The banks of the country have lagged behind industry in aligning themselves with the new order. The local store is only a distributing office of a vast national system of chain stores. It is in charge of a manager who receives the produce and sees that it is sold, but one who does not buy or secure credit, and who is not in any way active in the financing of the company. To be sure, he deposits his daily receipts in the local bank, but the transfer from the local bank to the central institution is of such short duration that this checking account, in common with a large number of other small checking accounts, is a loss to the bank rather than an asset. Certainly the bank has lost the opportunity it had with the independent merchant to deal with his substantial checking account, to take care of a part of his money in a savings account, and to finance him with loans. Instead of dealing with a local, independent business man, the bank is now dealing with a transient, promotion-seeking manager. The same holds true of the local gas office, now a branch of a regional utility corporation; or the local electric-light office, or scores of other local business institutions. Tires, drugs, automobiles, groceries, clothing, hardware, dry goods, shoes, candy, tobacco, household furniture, kitchen equipment, electrical equipment, radios, refrigerators, heaters, and scores of other commodities are to-day sold through chain stores, and distribution is directed from offices in central cities outside of the town.

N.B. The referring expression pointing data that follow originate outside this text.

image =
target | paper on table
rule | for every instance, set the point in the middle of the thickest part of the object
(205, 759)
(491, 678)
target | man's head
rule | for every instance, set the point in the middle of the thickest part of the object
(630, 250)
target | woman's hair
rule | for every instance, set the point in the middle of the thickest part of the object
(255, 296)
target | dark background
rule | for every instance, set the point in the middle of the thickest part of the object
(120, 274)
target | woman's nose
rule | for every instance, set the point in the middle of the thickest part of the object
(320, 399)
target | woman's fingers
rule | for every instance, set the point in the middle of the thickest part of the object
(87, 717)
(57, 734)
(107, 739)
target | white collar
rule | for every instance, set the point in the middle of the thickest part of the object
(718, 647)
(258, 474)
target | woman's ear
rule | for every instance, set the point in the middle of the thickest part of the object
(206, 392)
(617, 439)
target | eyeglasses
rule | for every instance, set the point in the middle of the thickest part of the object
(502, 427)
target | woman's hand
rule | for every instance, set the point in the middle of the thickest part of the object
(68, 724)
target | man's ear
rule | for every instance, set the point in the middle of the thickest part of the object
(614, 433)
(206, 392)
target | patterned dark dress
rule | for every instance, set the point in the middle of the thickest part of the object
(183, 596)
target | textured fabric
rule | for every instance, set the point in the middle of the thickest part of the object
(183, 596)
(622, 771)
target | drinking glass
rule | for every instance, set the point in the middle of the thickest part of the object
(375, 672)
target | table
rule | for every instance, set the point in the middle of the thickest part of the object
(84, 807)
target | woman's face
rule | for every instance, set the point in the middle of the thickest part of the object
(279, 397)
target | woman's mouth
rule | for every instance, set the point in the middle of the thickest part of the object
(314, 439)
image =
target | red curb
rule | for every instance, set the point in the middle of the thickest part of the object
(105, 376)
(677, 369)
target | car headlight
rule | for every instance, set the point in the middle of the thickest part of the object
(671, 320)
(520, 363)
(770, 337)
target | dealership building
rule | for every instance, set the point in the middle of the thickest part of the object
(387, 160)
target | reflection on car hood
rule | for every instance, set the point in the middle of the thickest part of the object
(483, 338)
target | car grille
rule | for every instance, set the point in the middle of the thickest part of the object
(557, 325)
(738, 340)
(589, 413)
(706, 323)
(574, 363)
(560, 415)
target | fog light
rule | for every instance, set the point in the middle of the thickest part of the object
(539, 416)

This change in merchandising has had its effect on banks in the metropolitan cities, which have been forced to expand their capitalization in order to supply credit to these new clients whose annual business runs into the hundreds of millions of dollars. The legal loaning capacity to any one client is 10 per cent of the bank’s capital and surplus. When there were developed such businesses as Woolworth’s with $287,000,000 sales annually, or Sears, Roebuck, with $347,000,000 sales, or the Goodyear Tire Company with $233,000,000 sales, or hundreds of other organizations with annual sales running well into nine figures, even the largest bank in America, with its capital and surplus of $75,000,000 in 1927, was able to lend only $7,500,000 to any one of these clients. This seems like a good-sized loan, but it is wholly inadequate when we deal with an expanding industry running its sales up to three and four hundred million dollars annually. In consequence there was the need for expansion of the loaning capacity of banks by increased capitalization and by mergers. During the past five years, in the ten largest cities in the United States fifty-two mergers have taken place, creating three banks with over one billion dollars deposits; twelve with over five hundred million; and one hundred and eight with over fifty million. The extent to which industry has driven banks toward concentration of their resources is shown by the fact that seven banks, comprising 0.1 per cent of the total number in these ten cities, have 18.7 per cent of the total invested capital and 20.3 per cent of the total banking resources.